Долг ученых вынуждает нас прервать повествование, чтобы дать стенограмму нашей дискуссии. Не утаивая ничего, мы показываем, что наши головы «наполнены дымом непонимания», как выразился отец Паисий. Мы предъявляем читателю попытку постичь тайну и ее непостижимость. Мы считаем: необходимо показать, как наш коллективный разум искал истину и не находил ее, и как в итоге распался, чтобы воскреснуть – но об этом позже…

Мы решительно собирали остатки нашей воли, поскольку нам предстояло рассказать о фантастическом политическом взлете Натана, который, как полагали отец Паисий и богослов, можно объяснить только чудом (благодаря Эйпельбауму в политологии появился термин «претерпевшие чудо», описывающий перманентное состояние нашего прекрасного народа).

Дискуссия началась со слез батюшки.

– Что с вами? – я поставил перед отцом Паисием стакан воды.

– Печалюсь я, как в школьные годы на уроках алгебры. Что мы творим?! Объяснить один икс мы намерены через другой икс! К многоликому еврею прибавился говорящий енот, а мы что? Сидим да радуемся, что вот теперь-то наконец во всем разберемся! Мы что, олухи?! Одна тьма встретится с другой и вспыхнет свет? Мы в это верим?!

Раздалось хихиканье из тьмы, и мы заметили, что психолог угнездился отдельно от коллектива – в дальнем темном углу комнаты. Я все крепче убеждался, что психологами становятся, потому что тайно мечтают излечить себя и переносят на других свое подавленное желание избавиться от расстройств и маний. Заявляю об этом, чтобы быть предельно честным: с самого начала исследований я относился к психологу предвзято.

– Мы забираемся в дебри! – предупреждал нас отец Паисий. – Мы совсем не понимаем, почему Натан прекратил свою, пардон, амурную активность. Отчего так восстрадал, что захотел принять басурманскую веру? И что его сподвигло последовать за енотом?

Услышав свою последнюю фразу как бы со стороны, батюшка схватился за голову, горько нашептывая: «Последовать за енотом… За енотом последовать, братцы…»

– Всегда завидовал бородатым людям, – раздался из тьмы голос психолога, – ведь они могут утирать слезы бородой, если поблизости нет салфеток. А их поблизости почти никогда нет…

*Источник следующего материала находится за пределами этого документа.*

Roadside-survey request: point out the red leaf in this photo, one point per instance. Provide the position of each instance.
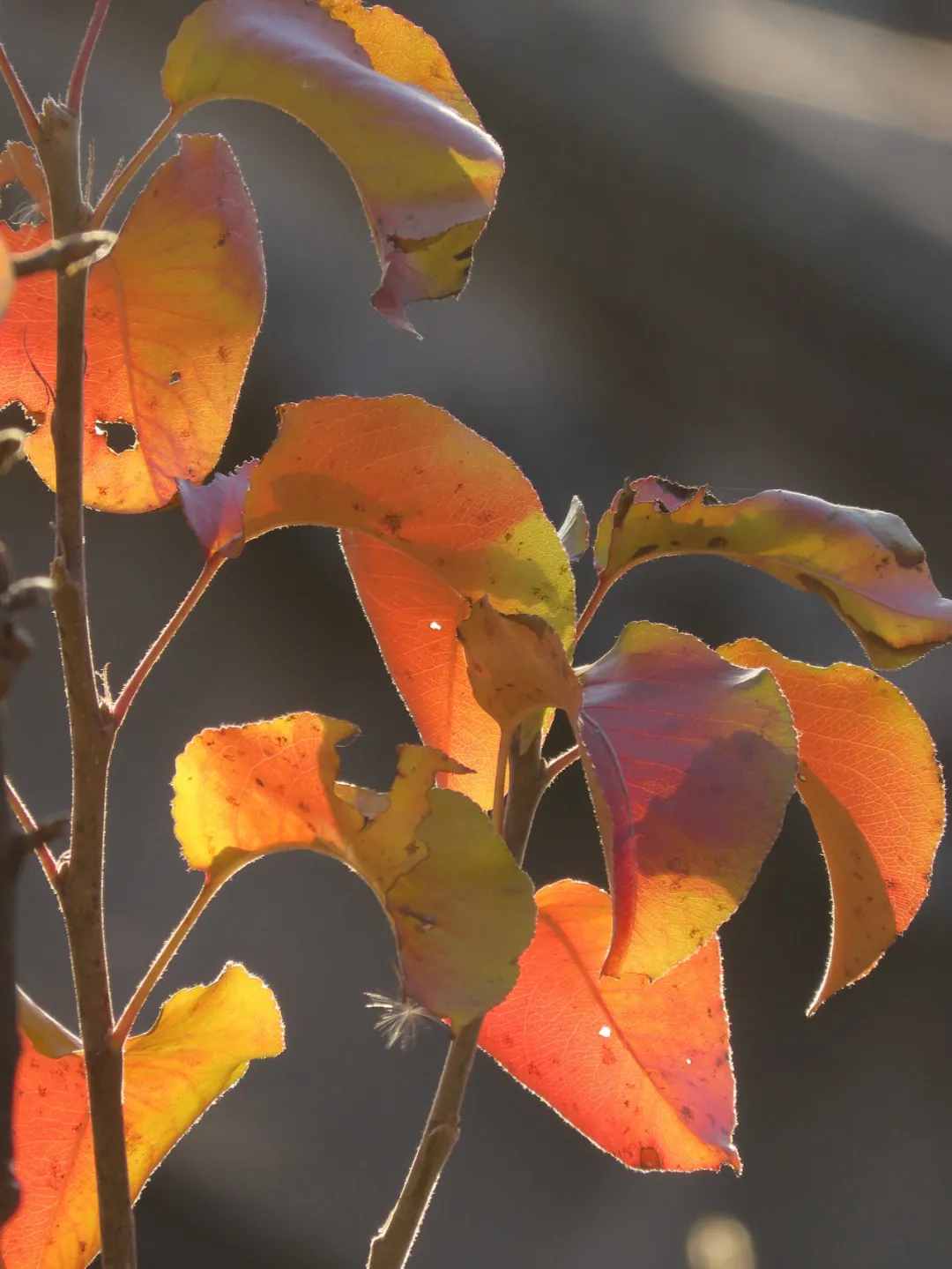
(871, 782)
(691, 764)
(642, 1070)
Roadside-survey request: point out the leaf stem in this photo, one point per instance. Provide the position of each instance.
(78, 80)
(18, 93)
(29, 826)
(392, 1246)
(558, 764)
(144, 669)
(590, 609)
(162, 961)
(92, 730)
(126, 173)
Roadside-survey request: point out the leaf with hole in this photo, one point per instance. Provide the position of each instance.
(460, 909)
(642, 1069)
(871, 780)
(379, 92)
(431, 515)
(198, 1049)
(173, 314)
(865, 564)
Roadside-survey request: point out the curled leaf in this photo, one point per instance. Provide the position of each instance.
(865, 564)
(517, 665)
(642, 1069)
(690, 763)
(575, 531)
(198, 1049)
(433, 515)
(173, 314)
(871, 780)
(379, 92)
(460, 909)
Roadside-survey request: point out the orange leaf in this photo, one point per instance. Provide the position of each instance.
(517, 665)
(871, 782)
(402, 477)
(171, 317)
(6, 280)
(460, 909)
(379, 92)
(866, 565)
(642, 1070)
(414, 616)
(691, 764)
(198, 1049)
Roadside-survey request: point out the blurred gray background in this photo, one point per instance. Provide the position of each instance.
(723, 253)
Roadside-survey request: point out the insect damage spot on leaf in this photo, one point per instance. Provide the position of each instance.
(119, 436)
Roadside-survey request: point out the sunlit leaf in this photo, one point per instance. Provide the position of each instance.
(690, 763)
(865, 564)
(643, 1070)
(6, 280)
(517, 665)
(381, 93)
(874, 787)
(171, 317)
(216, 511)
(462, 910)
(200, 1046)
(575, 531)
(402, 477)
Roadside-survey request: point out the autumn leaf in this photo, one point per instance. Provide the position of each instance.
(642, 1069)
(517, 665)
(173, 314)
(690, 763)
(379, 92)
(6, 278)
(575, 531)
(198, 1049)
(431, 515)
(460, 909)
(871, 782)
(865, 564)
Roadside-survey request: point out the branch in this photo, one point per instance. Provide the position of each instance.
(162, 961)
(78, 80)
(130, 169)
(66, 255)
(392, 1246)
(92, 730)
(19, 94)
(144, 669)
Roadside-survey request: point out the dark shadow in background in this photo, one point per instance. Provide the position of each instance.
(724, 253)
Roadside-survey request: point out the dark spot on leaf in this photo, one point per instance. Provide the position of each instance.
(119, 436)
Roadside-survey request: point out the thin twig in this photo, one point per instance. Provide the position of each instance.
(122, 178)
(558, 764)
(66, 255)
(92, 728)
(78, 80)
(588, 612)
(144, 669)
(161, 962)
(392, 1246)
(47, 859)
(18, 93)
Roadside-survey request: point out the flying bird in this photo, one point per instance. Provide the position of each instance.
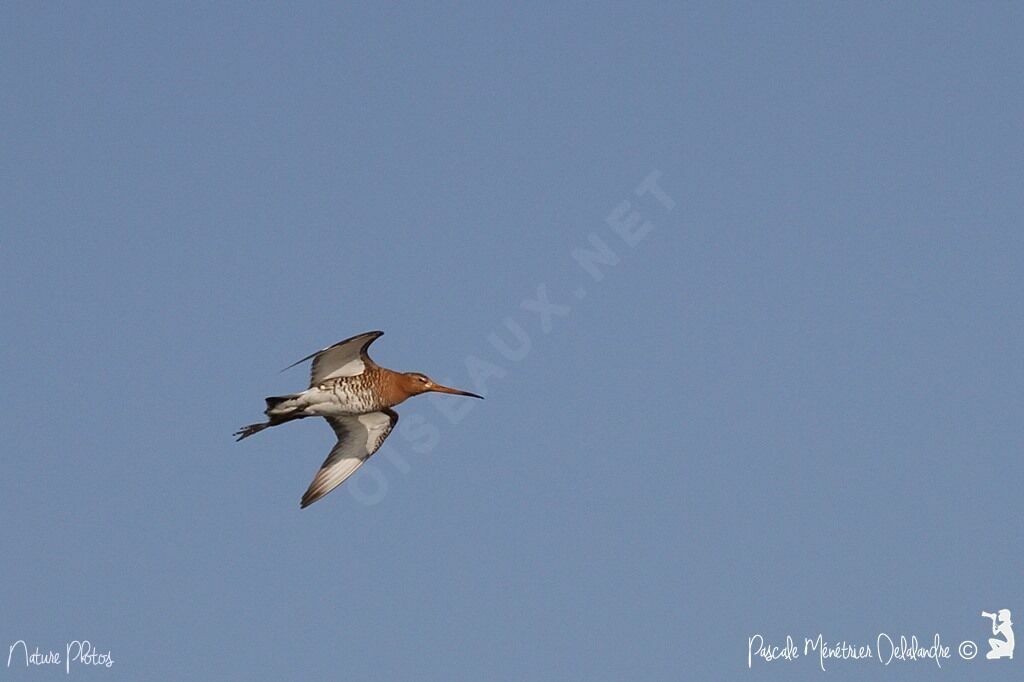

Батюшка оскорбленно приосанился. Я тоже: ведь салфетки лежали на столе!

– Зачем вы так? – обратился я во тьму.

– Шок нужен, – отвечала тьма. – Для прекращения истерики нужен шок. Жаль, током нельзя ударить. Помогло бы.

Я сказал психологу, что его бессмысленная жесткость меня конфузит и что если бы не необходимость в таком специалисте (особенно сейчас, когда патологии врываются в наше исследование бурным потоком), я бы поставил вопрос о его изгнании. Хихиканье из тьмы прекратилось, сменившись сопением и бормотанием: «Лечебным током… Лечебным, олухи».